Je me pose pleins de questions par rapport à M. Tendresse… Il me perturbe. J’apprends des infos par ma mère, et ça ne me réjouis pas. Mes parents étaient en voyage durant 10 jours. Youppi que je me dis, M.Tendresse va pouvoir passer des nuits chez moi.
Première invitation, il me dit oui. On l’attend, il ne vient pas.
Deuxième invitation, il l’a décline. –Je suis trop fatigué, dit-il
Troisième invitation, il refuse. –J’ai envie d’être seul ces temps-ci
Quatrième et dernière invitation :-M.Tendresse, je te propose de venir dormir chez moi.

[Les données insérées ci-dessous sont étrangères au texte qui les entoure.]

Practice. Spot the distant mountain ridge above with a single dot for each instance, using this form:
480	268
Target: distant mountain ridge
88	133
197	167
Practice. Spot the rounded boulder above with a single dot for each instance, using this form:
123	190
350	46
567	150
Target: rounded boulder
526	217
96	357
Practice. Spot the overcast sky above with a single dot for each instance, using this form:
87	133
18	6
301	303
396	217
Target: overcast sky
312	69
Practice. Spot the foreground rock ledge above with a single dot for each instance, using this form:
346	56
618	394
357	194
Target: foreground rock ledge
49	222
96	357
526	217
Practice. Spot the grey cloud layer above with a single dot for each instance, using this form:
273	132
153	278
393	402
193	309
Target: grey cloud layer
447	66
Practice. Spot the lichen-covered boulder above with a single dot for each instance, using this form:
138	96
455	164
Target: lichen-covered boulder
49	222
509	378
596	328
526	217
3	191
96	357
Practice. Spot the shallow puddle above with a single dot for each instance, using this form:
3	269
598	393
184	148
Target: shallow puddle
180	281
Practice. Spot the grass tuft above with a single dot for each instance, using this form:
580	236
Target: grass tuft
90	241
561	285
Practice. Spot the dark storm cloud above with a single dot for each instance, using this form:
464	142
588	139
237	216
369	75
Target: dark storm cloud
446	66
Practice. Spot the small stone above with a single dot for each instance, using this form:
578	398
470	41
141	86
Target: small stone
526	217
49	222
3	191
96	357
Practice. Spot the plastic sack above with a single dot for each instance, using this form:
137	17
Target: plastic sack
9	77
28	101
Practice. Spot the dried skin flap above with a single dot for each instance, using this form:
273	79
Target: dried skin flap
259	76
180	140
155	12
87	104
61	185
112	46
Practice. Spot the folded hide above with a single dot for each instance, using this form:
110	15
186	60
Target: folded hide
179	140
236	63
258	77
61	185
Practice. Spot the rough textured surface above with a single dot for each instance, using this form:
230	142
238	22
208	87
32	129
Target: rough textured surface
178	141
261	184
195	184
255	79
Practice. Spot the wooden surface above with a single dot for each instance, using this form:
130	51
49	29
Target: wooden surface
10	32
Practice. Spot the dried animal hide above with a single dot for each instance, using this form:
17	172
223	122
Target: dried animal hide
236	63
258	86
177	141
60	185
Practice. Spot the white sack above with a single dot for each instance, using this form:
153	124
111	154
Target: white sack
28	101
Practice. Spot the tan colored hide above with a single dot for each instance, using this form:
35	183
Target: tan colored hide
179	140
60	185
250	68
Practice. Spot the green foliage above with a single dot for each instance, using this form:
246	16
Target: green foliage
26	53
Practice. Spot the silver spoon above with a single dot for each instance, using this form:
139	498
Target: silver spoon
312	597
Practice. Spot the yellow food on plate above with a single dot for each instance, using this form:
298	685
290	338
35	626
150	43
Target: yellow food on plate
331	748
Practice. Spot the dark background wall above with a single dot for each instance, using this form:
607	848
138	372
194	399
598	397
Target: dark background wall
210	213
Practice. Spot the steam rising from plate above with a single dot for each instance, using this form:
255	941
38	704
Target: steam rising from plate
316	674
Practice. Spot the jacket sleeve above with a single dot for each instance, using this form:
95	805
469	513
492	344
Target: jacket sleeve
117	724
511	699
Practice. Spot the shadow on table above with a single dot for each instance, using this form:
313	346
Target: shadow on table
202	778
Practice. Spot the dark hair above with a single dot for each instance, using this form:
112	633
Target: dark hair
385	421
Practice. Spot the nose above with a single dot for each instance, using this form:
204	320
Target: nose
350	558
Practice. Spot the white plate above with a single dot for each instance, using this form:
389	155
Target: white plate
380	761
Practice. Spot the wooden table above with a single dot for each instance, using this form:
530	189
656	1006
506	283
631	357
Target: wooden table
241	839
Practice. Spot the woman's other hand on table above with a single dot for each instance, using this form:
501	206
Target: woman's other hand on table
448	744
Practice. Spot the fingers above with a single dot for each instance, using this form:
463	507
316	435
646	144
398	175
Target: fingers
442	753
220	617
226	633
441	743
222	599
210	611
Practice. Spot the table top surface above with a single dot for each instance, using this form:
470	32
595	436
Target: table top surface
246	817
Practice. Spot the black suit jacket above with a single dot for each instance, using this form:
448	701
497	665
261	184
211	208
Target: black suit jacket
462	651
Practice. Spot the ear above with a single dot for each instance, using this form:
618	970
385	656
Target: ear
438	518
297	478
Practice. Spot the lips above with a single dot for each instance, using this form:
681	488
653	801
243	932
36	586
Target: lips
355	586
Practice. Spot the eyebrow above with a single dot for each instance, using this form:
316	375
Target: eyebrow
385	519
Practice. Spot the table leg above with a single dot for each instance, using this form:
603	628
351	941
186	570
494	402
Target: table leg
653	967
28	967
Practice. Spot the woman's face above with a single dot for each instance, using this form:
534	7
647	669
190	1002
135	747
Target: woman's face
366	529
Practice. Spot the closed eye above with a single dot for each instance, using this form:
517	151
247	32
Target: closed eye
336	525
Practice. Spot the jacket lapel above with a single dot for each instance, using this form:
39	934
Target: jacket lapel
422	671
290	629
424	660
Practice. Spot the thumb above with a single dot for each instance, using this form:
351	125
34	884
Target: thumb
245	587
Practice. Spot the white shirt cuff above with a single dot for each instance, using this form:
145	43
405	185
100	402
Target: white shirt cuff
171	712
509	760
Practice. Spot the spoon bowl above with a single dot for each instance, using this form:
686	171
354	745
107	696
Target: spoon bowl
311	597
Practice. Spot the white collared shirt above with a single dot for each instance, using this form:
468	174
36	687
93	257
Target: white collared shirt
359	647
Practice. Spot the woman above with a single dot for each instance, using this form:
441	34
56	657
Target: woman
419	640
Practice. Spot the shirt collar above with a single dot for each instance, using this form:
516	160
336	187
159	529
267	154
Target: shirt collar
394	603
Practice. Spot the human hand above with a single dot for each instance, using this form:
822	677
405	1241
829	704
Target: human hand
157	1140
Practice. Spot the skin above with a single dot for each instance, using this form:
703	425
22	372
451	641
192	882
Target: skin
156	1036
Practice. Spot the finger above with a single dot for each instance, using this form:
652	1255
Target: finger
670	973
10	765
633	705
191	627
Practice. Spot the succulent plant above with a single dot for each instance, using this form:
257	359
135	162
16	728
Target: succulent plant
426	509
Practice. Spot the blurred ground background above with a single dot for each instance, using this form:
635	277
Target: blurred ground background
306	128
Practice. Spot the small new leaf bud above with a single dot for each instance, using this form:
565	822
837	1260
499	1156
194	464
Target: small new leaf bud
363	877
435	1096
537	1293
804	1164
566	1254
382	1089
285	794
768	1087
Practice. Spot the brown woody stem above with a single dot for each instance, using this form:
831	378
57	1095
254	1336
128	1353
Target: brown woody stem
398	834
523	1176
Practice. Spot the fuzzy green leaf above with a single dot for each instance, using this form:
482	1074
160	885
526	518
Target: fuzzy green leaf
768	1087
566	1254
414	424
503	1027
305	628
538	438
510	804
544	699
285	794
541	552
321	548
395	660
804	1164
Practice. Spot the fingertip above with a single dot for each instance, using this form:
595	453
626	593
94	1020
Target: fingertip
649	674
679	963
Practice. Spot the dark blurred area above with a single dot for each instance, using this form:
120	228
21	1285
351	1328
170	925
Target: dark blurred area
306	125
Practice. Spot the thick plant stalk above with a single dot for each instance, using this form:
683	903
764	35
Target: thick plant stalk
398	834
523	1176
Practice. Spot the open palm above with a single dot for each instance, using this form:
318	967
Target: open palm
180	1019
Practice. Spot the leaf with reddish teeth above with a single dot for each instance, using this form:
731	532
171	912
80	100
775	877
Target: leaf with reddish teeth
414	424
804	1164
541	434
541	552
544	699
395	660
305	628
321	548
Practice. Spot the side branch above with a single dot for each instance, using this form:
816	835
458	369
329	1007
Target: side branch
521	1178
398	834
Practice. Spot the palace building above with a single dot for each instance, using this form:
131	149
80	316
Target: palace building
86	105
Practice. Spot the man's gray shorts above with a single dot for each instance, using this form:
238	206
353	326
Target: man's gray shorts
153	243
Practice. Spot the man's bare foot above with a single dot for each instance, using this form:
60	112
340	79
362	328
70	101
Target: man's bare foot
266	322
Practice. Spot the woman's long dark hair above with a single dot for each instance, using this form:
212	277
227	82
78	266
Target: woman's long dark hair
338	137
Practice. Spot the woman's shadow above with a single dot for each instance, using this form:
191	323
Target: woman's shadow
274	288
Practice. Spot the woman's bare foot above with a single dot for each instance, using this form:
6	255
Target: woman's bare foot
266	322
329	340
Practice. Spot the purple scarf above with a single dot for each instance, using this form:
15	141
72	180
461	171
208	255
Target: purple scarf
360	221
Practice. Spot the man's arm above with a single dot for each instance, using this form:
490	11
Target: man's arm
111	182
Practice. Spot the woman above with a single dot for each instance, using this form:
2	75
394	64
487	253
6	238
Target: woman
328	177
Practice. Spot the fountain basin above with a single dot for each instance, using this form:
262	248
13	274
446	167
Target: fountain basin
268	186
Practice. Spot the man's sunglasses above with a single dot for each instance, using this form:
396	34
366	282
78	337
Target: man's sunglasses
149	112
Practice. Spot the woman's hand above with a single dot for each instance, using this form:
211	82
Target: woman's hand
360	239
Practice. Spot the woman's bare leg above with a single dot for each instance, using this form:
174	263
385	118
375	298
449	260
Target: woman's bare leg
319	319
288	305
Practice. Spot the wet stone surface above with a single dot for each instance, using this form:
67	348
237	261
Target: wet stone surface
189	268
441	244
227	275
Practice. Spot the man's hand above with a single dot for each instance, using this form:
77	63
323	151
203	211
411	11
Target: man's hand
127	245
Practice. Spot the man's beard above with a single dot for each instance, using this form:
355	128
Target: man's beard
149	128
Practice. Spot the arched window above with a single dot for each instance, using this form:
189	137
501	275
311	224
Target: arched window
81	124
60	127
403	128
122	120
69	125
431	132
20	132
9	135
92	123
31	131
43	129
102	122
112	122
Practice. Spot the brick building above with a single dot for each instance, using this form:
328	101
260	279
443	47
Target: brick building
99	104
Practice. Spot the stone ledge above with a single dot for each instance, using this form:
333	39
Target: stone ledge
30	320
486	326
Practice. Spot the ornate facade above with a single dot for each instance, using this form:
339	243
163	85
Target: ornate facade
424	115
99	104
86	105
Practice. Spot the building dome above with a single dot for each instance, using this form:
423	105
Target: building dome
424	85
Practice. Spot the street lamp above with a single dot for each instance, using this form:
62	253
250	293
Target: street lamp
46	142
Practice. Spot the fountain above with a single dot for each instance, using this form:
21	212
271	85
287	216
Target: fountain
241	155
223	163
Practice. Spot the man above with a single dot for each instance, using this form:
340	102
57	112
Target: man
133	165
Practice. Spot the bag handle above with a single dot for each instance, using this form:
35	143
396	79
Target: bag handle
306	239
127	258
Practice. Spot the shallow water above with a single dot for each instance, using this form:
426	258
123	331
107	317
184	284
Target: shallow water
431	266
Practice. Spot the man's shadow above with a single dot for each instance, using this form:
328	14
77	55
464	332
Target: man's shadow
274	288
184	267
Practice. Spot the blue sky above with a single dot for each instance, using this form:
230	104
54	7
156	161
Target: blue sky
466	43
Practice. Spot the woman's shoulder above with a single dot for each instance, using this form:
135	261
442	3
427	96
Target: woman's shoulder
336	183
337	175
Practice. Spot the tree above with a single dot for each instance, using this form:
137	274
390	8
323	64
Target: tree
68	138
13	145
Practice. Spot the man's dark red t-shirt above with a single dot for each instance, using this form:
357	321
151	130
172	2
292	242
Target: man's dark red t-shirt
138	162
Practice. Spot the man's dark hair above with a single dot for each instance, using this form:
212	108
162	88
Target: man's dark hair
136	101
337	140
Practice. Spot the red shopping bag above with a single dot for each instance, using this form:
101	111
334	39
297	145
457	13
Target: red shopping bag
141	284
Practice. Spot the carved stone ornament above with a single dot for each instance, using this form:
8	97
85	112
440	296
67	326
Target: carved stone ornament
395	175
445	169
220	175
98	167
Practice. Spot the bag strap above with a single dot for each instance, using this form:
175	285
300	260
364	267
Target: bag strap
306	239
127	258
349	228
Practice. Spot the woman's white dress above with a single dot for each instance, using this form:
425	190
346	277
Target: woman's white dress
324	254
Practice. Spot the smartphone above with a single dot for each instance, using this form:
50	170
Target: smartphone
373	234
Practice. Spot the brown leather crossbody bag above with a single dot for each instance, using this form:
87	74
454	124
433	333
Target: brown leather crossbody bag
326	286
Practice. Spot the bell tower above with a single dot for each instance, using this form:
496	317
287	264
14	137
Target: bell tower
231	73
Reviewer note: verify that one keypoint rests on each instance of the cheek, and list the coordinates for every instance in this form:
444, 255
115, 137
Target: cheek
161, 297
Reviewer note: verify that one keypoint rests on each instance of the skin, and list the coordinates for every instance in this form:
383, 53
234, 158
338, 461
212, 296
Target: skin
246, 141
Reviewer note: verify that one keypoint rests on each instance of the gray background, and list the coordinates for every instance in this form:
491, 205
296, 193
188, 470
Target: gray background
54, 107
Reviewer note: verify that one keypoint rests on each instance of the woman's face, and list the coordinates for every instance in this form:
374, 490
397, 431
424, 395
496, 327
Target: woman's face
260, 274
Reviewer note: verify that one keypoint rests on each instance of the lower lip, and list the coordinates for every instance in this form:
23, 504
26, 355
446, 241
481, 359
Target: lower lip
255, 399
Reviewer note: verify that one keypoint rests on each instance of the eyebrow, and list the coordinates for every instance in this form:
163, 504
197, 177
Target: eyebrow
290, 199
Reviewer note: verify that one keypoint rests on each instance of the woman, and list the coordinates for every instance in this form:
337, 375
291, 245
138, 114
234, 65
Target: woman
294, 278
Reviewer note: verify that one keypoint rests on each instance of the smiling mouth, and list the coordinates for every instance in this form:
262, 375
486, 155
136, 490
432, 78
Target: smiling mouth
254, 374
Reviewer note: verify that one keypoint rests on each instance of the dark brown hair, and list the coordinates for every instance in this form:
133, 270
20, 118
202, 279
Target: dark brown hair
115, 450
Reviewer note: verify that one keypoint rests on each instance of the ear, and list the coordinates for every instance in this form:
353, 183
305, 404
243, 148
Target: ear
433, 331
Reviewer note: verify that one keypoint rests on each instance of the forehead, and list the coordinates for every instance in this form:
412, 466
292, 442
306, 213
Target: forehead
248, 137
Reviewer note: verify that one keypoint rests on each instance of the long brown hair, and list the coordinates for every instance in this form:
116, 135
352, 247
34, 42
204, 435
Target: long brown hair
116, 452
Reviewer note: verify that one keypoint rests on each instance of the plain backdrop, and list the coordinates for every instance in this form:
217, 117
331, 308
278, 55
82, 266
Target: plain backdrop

Tu acceptes ou tu refuses, mais j’ai mon orgueil, je ne t’inviterai plus à l’avenir, tu m’apelleras quand ça va te tenter de me voir. Une fille s’écoeure tsé!
-Dsl, je suis plate cesoir…
Quatre refus en même pas 1 semaine… Ok, je me dis qu’il a vraiment besoin de se retrouver. Ça fait 1 mois seulement qu’il est pu avec sa blonde, avec laquelle il était depuis 7 ans. Je comprends.
Mais la ma mère, qui me dit qu’il est rentré à 6 h du matin chez lui (elle travaille là), et que Miss Mariée en personne lui téléphone tjrs (en passant, Miss mariée, c’est celle avec qui M.Tendresse a trompé Miss 7 ans à 2 reprises… ).
Je suis pas une fille jalouse, mais permettez-moi de trouver ça louche que la semaine qu’il pourrait me voir toutes les nuits, il refuse, et qu’en plus Miss mariée (parce qu’elle a un mari) est dans les parages.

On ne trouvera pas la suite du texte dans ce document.